In the case of the US and other developed markets, sports nutrition, for example, is shifting towards a more holistic ‘protein plus’ proposition with multiple extra health benefits, such as gut health, immunity and mental wellbeing, and by broadening the appeal among a more diverse consumer base beyond the preserve of professional athletes. Similarly, health-positioned foods and beverages are getting a ‘sports’ makeover by incorporating protein to enhance credentials around energy support and physical resilience.
Opportunity spaces in Asian markets with higher tendency for supplementation and limited availability and lower spending on wellness food and beverages present themselves in more targeted product development in the area of fortified/functional nutrition, naturally healthy and better-for-you product offerings.
Boosting further penetration across developing markets
Unsurprisingly, some of the fastest growing markets for wellness per capita spend in the next five years are those where current spending is three to five times smaller in comparison to strongholds such as the US, Australia and the UK where average per capita expenditure lies in the range of USD35-60 per annum.
Rising awareness of the importance of holistic wellness to counteract the impact of busier and more indulgent lifestyles is fuelling demand for wellness propositions, particularly among younger consumer segments in countries such as China and India.
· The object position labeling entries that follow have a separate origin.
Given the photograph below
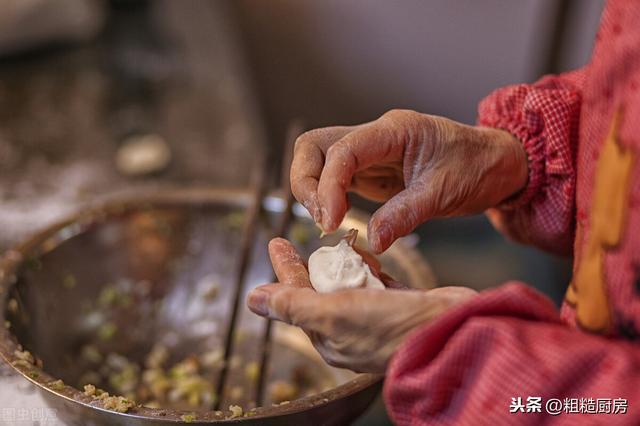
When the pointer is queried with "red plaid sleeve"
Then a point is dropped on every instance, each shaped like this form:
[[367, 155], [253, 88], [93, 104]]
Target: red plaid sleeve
[[465, 368], [544, 117]]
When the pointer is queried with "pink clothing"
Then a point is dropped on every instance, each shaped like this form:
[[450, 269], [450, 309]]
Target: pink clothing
[[581, 132]]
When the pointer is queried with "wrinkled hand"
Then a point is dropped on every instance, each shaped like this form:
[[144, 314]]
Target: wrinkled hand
[[422, 166], [358, 329]]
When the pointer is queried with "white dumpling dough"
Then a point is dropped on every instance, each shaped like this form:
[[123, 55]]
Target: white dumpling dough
[[339, 267]]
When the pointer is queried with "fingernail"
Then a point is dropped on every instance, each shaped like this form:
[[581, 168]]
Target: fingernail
[[381, 237], [258, 301], [327, 223]]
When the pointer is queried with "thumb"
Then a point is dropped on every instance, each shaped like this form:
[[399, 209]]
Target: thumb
[[397, 218], [295, 306]]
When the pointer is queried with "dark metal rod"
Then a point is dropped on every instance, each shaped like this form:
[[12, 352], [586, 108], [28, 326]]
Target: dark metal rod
[[282, 230], [249, 232]]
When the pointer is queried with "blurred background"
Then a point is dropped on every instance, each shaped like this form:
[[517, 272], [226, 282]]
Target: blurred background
[[100, 97]]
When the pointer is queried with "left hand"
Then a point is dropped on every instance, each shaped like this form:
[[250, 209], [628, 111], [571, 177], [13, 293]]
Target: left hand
[[359, 329]]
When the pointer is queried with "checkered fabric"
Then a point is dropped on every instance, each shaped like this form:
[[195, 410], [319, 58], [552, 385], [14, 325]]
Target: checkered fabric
[[465, 367]]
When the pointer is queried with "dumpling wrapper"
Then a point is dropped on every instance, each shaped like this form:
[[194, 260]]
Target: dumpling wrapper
[[340, 267]]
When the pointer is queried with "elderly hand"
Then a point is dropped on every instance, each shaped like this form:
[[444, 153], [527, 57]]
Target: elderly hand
[[422, 165], [358, 329]]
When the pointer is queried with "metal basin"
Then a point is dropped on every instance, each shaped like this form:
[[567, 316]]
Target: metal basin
[[165, 253]]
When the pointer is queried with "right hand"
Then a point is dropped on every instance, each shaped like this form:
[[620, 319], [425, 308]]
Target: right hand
[[422, 166]]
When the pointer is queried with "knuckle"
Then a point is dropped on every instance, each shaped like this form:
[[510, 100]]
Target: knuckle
[[400, 116]]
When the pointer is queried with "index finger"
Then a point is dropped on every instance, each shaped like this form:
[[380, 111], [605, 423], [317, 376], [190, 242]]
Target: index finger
[[287, 264], [370, 144], [307, 164]]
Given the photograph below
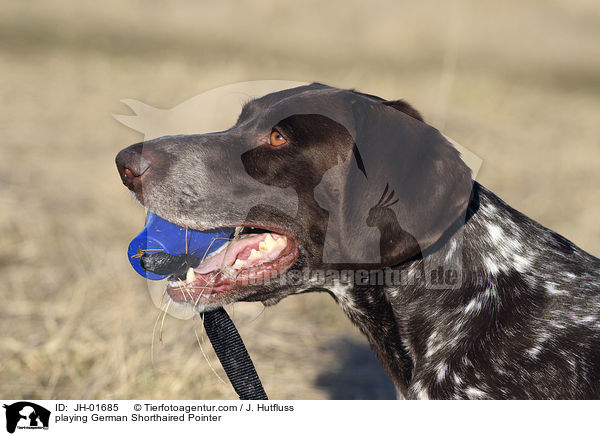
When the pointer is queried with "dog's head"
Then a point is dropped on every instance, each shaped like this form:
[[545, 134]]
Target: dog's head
[[319, 178]]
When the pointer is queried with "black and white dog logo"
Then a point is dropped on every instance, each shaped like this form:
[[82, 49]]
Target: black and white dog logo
[[26, 415]]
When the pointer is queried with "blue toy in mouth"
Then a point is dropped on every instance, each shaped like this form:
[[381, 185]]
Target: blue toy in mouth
[[160, 235]]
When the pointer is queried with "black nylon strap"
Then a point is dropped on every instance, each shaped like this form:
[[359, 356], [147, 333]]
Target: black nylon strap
[[221, 331], [232, 353]]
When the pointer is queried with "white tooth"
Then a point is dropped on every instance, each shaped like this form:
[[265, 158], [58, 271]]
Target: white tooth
[[190, 276], [254, 254], [269, 242]]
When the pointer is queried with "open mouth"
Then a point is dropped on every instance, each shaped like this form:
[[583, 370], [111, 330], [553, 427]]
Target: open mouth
[[253, 257]]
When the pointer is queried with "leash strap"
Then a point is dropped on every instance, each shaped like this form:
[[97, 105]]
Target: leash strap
[[221, 331], [232, 354]]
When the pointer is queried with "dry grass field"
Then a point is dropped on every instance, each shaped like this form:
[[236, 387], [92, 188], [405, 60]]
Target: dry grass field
[[517, 83]]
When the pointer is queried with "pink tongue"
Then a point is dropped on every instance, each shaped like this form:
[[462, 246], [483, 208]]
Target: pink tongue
[[229, 254]]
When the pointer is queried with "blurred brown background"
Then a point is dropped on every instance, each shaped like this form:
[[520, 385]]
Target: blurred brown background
[[517, 83]]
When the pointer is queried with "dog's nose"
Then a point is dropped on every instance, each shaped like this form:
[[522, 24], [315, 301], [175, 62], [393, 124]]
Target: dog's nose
[[131, 164]]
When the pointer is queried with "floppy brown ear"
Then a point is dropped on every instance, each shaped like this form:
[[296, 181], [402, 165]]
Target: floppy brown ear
[[414, 186]]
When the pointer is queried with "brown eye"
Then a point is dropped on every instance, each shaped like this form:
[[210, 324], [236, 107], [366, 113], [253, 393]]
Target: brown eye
[[276, 139]]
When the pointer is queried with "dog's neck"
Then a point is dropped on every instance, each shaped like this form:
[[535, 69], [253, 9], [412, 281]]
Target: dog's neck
[[466, 291]]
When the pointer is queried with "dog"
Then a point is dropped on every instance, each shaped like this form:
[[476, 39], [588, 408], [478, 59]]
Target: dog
[[459, 295]]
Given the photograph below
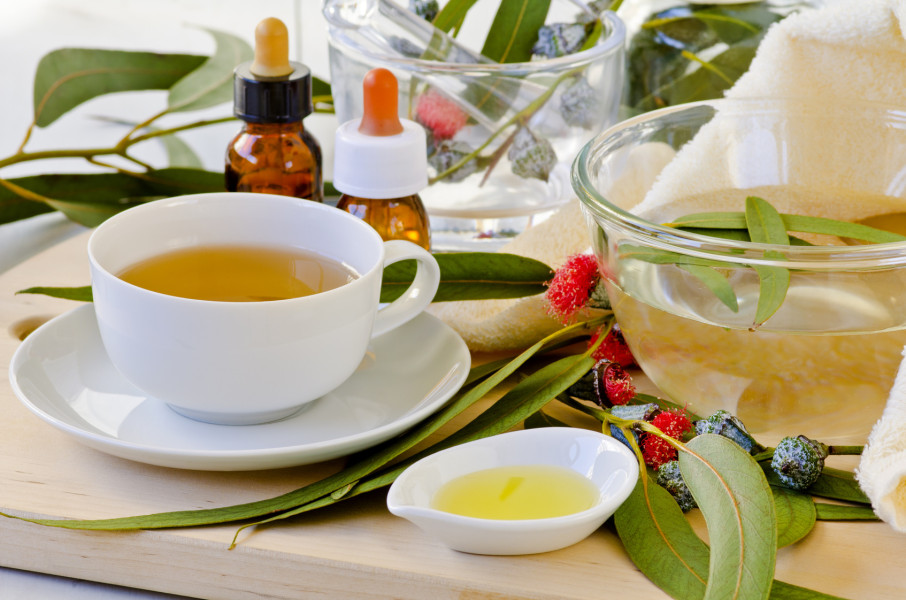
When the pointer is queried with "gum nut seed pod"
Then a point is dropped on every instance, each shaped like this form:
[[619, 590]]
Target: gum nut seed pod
[[635, 412], [618, 435], [798, 462], [670, 478]]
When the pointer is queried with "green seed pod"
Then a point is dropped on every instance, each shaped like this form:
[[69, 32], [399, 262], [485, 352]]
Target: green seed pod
[[670, 478], [798, 461]]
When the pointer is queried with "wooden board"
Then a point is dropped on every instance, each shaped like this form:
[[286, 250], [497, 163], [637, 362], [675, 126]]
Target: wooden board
[[353, 550]]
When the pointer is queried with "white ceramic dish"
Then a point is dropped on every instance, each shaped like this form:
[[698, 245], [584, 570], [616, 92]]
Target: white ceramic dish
[[607, 462], [62, 374]]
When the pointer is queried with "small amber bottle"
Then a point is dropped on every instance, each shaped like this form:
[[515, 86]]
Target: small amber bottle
[[381, 165], [273, 153]]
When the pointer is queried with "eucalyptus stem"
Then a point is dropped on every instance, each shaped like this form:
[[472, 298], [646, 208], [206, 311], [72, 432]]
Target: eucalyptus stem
[[23, 192], [521, 117]]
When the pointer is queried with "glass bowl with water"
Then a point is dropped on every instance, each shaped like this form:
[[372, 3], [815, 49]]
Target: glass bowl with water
[[823, 364], [559, 103]]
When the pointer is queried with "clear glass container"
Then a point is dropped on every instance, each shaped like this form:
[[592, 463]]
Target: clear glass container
[[824, 363], [564, 101], [686, 51]]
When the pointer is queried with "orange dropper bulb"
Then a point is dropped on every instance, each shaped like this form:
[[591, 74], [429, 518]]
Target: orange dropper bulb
[[271, 49], [380, 117]]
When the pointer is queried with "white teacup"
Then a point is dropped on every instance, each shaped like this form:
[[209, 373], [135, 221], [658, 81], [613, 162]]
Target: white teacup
[[245, 362]]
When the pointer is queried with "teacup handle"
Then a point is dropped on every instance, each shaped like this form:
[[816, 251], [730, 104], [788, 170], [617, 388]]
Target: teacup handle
[[420, 292]]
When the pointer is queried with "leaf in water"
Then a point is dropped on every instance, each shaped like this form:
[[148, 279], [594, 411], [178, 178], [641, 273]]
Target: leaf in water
[[716, 282], [788, 591], [81, 294], [660, 541], [765, 226], [795, 515], [515, 30], [773, 282], [68, 77], [703, 83], [736, 502], [452, 15], [474, 276], [832, 483], [764, 223], [841, 512], [211, 83]]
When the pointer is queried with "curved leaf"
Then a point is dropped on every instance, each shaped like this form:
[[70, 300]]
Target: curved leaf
[[795, 515], [68, 77], [736, 501], [212, 82], [842, 512], [474, 276], [515, 30], [661, 542]]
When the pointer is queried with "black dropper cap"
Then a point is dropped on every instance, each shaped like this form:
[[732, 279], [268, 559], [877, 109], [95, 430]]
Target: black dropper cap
[[285, 99]]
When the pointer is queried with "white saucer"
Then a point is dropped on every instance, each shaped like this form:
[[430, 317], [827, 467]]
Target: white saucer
[[62, 374]]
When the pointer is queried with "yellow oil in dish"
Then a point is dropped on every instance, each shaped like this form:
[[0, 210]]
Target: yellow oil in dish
[[517, 492]]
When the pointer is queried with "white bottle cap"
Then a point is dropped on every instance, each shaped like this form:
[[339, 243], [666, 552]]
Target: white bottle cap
[[379, 167]]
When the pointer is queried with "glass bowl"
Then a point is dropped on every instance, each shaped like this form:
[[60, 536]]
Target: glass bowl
[[823, 364], [482, 106]]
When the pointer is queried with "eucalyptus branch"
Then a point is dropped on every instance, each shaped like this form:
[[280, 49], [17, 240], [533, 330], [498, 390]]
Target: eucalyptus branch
[[521, 117]]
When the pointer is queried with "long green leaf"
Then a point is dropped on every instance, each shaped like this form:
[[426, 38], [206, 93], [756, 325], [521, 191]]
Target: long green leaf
[[842, 512], [474, 276], [90, 198], [464, 276], [68, 77], [212, 82], [733, 220], [795, 515], [661, 542], [515, 30], [736, 502], [451, 16], [765, 226]]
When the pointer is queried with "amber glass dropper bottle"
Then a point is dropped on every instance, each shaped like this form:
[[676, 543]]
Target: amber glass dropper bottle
[[273, 153], [380, 165]]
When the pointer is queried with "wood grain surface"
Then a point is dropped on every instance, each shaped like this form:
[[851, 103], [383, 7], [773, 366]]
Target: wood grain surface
[[355, 549]]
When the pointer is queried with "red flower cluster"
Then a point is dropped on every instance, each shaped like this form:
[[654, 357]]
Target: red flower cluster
[[573, 283], [613, 348], [617, 384], [658, 451], [439, 114]]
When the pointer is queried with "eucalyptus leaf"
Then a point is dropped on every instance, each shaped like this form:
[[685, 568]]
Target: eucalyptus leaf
[[765, 226], [842, 512], [450, 18], [514, 30], [211, 83], [795, 515], [474, 276], [80, 294], [660, 541], [736, 501], [68, 77], [703, 83], [832, 483], [716, 282]]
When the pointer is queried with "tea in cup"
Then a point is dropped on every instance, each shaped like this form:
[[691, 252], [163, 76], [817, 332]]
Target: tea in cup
[[240, 308]]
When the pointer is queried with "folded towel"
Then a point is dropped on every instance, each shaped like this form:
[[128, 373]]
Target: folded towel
[[882, 469], [848, 50]]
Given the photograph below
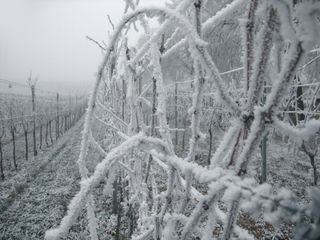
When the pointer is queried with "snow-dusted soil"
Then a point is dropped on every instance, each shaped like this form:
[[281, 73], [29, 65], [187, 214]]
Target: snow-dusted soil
[[36, 198]]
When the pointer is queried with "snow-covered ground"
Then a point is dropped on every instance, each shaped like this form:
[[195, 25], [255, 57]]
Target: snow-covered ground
[[36, 198]]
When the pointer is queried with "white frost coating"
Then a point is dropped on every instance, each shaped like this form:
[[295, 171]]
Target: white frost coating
[[224, 146], [87, 185], [156, 36], [207, 25], [222, 14], [309, 28], [285, 14], [298, 135]]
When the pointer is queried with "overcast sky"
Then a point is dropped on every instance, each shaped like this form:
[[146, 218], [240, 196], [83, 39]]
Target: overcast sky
[[48, 36]]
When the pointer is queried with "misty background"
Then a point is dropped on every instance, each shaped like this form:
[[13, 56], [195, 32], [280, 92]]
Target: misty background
[[49, 38]]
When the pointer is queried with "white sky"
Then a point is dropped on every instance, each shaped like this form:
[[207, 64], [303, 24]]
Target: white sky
[[48, 36]]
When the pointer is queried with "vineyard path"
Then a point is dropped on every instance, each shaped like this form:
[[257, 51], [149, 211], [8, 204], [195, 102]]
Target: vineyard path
[[44, 201]]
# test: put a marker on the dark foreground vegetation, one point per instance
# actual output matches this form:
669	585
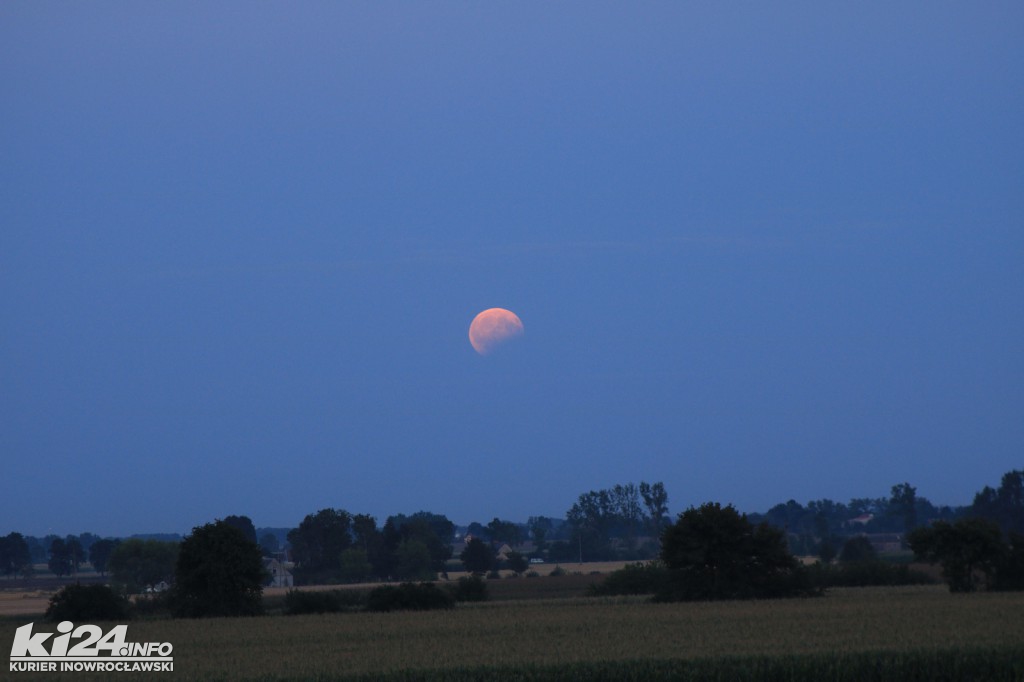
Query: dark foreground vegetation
980	665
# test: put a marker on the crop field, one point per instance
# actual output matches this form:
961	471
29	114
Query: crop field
610	638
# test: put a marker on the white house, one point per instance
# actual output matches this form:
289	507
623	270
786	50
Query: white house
280	577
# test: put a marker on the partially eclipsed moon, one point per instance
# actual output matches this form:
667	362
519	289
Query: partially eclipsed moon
492	328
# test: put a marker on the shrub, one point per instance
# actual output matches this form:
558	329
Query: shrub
633	579
409	597
328	601
857	549
470	589
867	573
87	602
152	606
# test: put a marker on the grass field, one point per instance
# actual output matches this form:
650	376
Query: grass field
590	638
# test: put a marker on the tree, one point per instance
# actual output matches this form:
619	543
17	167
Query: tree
964	549
517	562
60	561
76	553
540	526
903	505
413	560
433	530
14	554
714	552
268	544
355	566
505	531
656	501
626	502
317	544
1006	505
137	564
219	572
478	557
100	552
245	524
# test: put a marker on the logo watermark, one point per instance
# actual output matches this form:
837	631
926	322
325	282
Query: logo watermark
93	650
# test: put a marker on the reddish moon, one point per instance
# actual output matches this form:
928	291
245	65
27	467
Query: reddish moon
493	328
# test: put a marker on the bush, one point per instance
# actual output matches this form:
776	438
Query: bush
470	589
152	606
867	573
328	601
857	549
633	579
87	602
409	597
Furthermore, the National Nutrition Plan (Year 2017 – 2030) issued by the State Council in China, alongside various governmental regulatory initiatives around the supply of more health-oriented ingredients and food fortification to address nutrient deficiencies, are boosting accessibility and product proliferation in the wellness space in the country.
Further investment in health-positioned nutrition, as well as immunity-boosting, energy, gut health, and mood-enhancing supplements across Asia should also exploit the vast opportunity in commercialising traditional healing concepts and ingredients which are already highly embedded in local cultures and have a strong resonance with consumers; Ayurvedic herbs and TCM ingredients and foods being a key case in point.
In broader terms, the desire for a more holistic approach to wellness and wider-encompassing need will result in further benefit blurring across both standalone and adjacent categories across the whole wellness spectrum, including healthy snacks and drinks, supplements and even ingestible beauty-positioned offerings.